Will be making a series of donations (clothes, etc.) to a charity thrift store, what are the tax consequences?
Question:
Attach IRS Form 8283 to your return, giving the name & address of the recipient organization, a description of the property contributed, the date the property was acquired, how the property was acquired & its fair market value if the gift's value is over $500.
But that seems to apply if a single item is worth $500. What if I donate 50 collectable items each worth 10.00 bucks? Is this per donation or in a single day? I.e. should I limit each days donation to 499.00 and come back the next day?
As for how acquired, etc. These are things that I have long-sense thrown recipts away and have acquired anywhere from garage sales to stores. Do I have to really answer for every item in the batch? Will a pic & itemized inventory work?
Please CPA's or experts in this field only respond. Thanks!
Answer:
Form 8283 is required if the total of all noncash gifts to charity is more than $500. So you cannot avoid Form 8283 by making a series of donations each with value less than $500 if the total is more than $500 for the year.

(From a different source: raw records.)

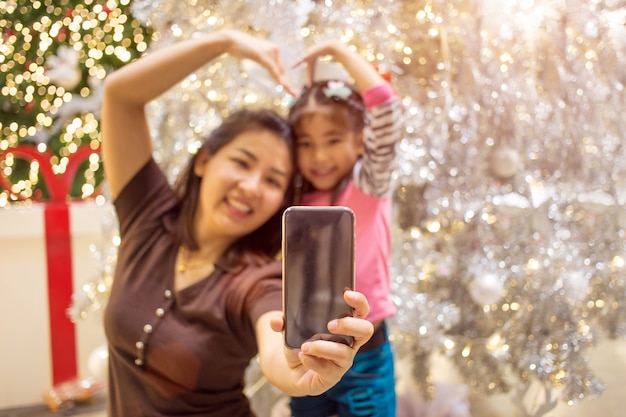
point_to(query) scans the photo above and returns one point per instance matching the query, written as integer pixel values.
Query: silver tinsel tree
(510, 205)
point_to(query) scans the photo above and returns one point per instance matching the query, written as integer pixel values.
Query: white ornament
(511, 204)
(486, 289)
(505, 162)
(575, 285)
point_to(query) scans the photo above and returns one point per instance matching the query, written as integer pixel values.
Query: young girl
(197, 293)
(345, 140)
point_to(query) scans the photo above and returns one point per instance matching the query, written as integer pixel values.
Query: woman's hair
(344, 99)
(265, 239)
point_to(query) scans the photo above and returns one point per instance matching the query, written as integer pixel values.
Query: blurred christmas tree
(510, 218)
(53, 58)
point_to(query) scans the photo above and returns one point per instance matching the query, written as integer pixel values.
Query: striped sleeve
(374, 171)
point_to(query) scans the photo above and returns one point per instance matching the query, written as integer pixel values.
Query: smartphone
(318, 266)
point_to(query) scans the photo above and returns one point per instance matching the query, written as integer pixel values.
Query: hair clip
(337, 90)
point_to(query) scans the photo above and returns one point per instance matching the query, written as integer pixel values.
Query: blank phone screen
(318, 266)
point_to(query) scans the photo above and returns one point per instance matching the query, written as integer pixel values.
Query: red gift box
(28, 227)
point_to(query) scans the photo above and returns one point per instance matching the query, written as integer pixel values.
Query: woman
(196, 293)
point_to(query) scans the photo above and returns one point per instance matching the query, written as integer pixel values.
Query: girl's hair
(265, 239)
(346, 109)
(344, 99)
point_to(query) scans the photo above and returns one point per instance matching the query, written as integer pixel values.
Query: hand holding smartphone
(318, 266)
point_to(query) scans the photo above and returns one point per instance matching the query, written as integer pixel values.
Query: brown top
(185, 353)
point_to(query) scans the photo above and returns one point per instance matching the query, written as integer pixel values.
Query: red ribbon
(58, 254)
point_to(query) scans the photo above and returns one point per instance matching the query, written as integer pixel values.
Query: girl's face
(243, 185)
(326, 151)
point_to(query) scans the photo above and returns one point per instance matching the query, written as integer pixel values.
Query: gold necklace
(183, 265)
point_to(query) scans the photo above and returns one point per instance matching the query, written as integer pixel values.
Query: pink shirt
(372, 244)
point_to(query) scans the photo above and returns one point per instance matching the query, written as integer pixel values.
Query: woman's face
(243, 185)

Keep a record of each item donated, maybe in a spreadsheet, and attach it to Form 8283. You need the FMV for all items, not just the ones that are valued at over $500. If you give 10 dresses in one batch, you could group those items together. But other than that you need to itemize everything to ensure that your deduction is allowed.
Also keep receipts from the charity with dates that can be cross-checked with your spreadsheet.
Even if you gave several gifts, you'll be liable to provide the details of the gifts on the form you describe, if your total gift is over $500, even if you gave to many charities vs a single charity. It's not hard to get this type of receipt from charities, it just involves doing some record keeping on your part.